On a long trawl through Youtube out of boredom, I came across a video from HBomberGuy, titled “Vaccines: A Measured Response.” I usually watch him because he has decent takes on current events, but the messaging at the end of the video I think hits home in the realm of “radical politics:”
There is another way the truth can change people’s minds; Living Proof. If someone thinks the Coronavirus vaccines might be dangerous, one of the best ways to help seems to be people around them getting it and showing them how it’s fine.
The truth is, it was easy in 2020 to have your doubts about a theoretical vaccine that no one had had yet, but now when half the people around you already have it and they’re obviously fine, it’s a whole lot harder to have those doubts.
if there are people in your life who could be at risk who need convincing of the vaccine’s safety, you could be the evidence they need.
You can read this at face value as a message on vaccine safety and how people tend to change their minds when they see no significant risk with being vaccinated, but I feel this can extend further into other topics – in particular, anarchism in practice.
Living proof can be analysed within the scope of other modes of anarchist praxis.
To put it mildly, what is considered “effective praxis” within anarchist circles is highly variable and contentious, from attempts to incite revolution (or more realistically, “preparing” it to happen) to attempts to use electoral politics to gain some form of temporary relief via “lesser evil” selection of candidates. Both modes of “praxis” inevitably fall flat, as often seen in a historical context.
For revolution, we have seen multiple instances where revolution fails, often for two major reasons. The first is the presence of a large state opposition, as seen in the French Revolution (1848) and the Spanish Civil war. The second major reason is the presence of other ideological cliques within the revolution who are “on the same side,” but eventually undermine and destroy anarchist groups to uphold their own cliques. This has been seen in most “communist” revolutions, but is most clearly observed in Russia during the October revolution and Kronstadt rebellion, along with Soviet “aid” in the Spanish civil war.
For electoral politics, the failure of voting within a democratic system for change is ubiquitous. This is most clear within the context of a common argument for said voting: a shift to a “lesser evil” to produce “better conditions for change.” This was a common argument for voting Democratic (for Biden) in the most recent US election. While certainly having some benefits in terms of health (vaccine rollouts for example), it leaves much to be desired. For one, each state has enough autonomy to make their own decisions. These decisions can contradict what the federal rulings are. Biden can roar about needing vaccines and to wear masks, but that doesn’t stop a state governor from having their own agenda; the president is both too powerful and able to make sweeping changes, but also too weak to change what state governments do of their own accord. While this could mean that certain states are less authoritarian in their implementation of policies, it can also mean the exact opposite.
A common argument among anarchists who are in favour of electoral politics as a means of change is that voting has brought about several changes that make things “more bearable” than they otherwise would be. Is this not “change in the now,” the very thing I am talking about with the concept of “Living Proof?”
No, because the voting isn’t what made those changes: groups of individuals did.
You didn’t get 8 hour work days in the US because people voted for it: you needed the spark of insurrection and individual autonomy seen in the Haymarket riot. You didn’t get further emancipation for African Americans because people voted for it: you needed the spark of insurrection and individual autonomy seen by the Holy Week Uprising, the 1992 LA Riots, and the George Floyd protests, to list just a few. You didn’t obtain greater support and autonomy for LGBT+ people through voting: it needed the spark of insurrection and individual autonomy seen in the Stonewall riots.

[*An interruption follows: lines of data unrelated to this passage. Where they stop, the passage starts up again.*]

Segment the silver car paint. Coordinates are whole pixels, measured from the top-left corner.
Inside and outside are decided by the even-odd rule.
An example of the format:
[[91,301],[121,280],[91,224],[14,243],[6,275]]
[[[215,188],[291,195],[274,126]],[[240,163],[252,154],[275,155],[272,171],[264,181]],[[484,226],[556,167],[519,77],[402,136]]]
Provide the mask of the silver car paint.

This is what Living Proof entails: change doesn’t occur simply through the ballot – this ballot never would have been set up if not for the actions of individuals fighting for what they believe in. No attention would have been given to what could change if people never made it known things could be better. And at the end of the day, even actions for change at the local level as seen in Haymarket and Stonewall can evolve into something more significant, sparking chain reactions in people who see that they can ask for more, they can do more, they can be more.
The localism tied to these actions means the goal set before you isn’t gargantuan, something that I see as a major issue within the ideals of revolution and electoral politics. It isn’t about trying to create an uprising to overthrow an entire state to somehow “create” anarchism within that region, nor about waiting every election season to vote in the ”less evil” person. Volunteering, providing food for the homeless, and providing safe spaces for the shunned and forgotten – to give but a few possible examples of localist praxis – are activities you can do now.
If any message can be taken away from the above, it is that change doesn’t need to start as the loud roar of revolution, nor end as a whimper as seen in electoral politics: can be here, and it can be now. And in many ways, anarchist interactions are already here. People reciprocate all the time without use of a state, people trade without the use of a state, people create value without use of a state, people love and multiply without use of the state, so on and so forth.
The state only acts to create a dependency on their facilities that they clamp upon through force, and ultimately perpetuate their own existence. They do not make you free, nor do they protect you. Freedom must be taken, and we must protect each other. And to do that, we need to start with ourselves, and need to prove that this is possible without the state as it is always: we need to be Living Proof of anarchism.